Meningiomas that arise primarily within the cavernous sinus are often believed to be more indolent in their growth pattern. Despite this perceived growth pattern, disabling symptoms can arise even with small tumors. While research has been done on cavernous sinus meningiomas (CSMs) and their treatment, very little is known about their natural growth rates. With a better understanding of the growth rate of CSM, patient treatment and guidance can be can optimized and individualized.
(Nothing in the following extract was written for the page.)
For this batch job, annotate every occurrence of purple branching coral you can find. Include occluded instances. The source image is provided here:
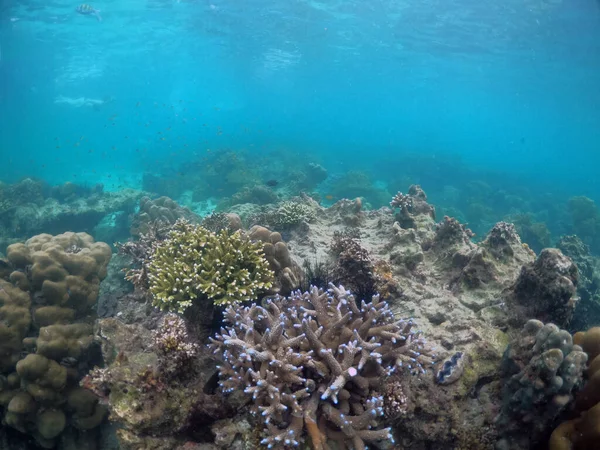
[210,284,431,450]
The goal of this study was to determine volumetric growth rates of untreated CSMs.

METHODS

Thirty-seven patients with 166 MR images obtained between May 2004 and September 2019 were reviewed, with a range of 2–13 MR images per patient (average of 4.5 MR images per patient). These scans were obtained over an average follow-up period of 45.9 months (median 33.8, range 2.8–136.9 months). All imaging prior to any intervention was included in this analysis. Volumetric measurements were performed and assessed over time.

RESULTS

The estimated volumetric growth rate was 23.3% per year (95% CI 10.2%–38.0%, p < 0.001), which is equivalent to an estimated volume doubling time (VDT) of 3.3 years (95% CI 2.1–7.1 years). There was no significant relationship between growth rate and patient age (p = 0.09) or between growth rate and patient sex (p = 0.78). The median absolute growth rate was 41% with a range of −1% to 1793%. With a definition of “growth” as an increase of greater than 20% during the observed period, 65% of tumors demonstrated growth within their observation interval. Growth rates for each tumor were calculated and tumors were segmented based on growth rate. Of 37 patients, 22% (8) demonstrated no growth (< 5% annual growth, equivalent to a VDT > 13.9 years), 32% (12) were designated as slow growth (annual growth rate 5%–20%, VDT 3.5–13.9 years), 38% (14) were found to have medium growth (annual growth rate 20%–100%, VDT 0.7–3.5 years), and 8% were considered fast growing (annual growth rate > 100%, VDT < 0.7 years).

CONCLUSIONS

This study evaluated CSM volumetric growth rates. A deeper understanding of the natural history of untreated CSMs allows for better counseling and management of patients.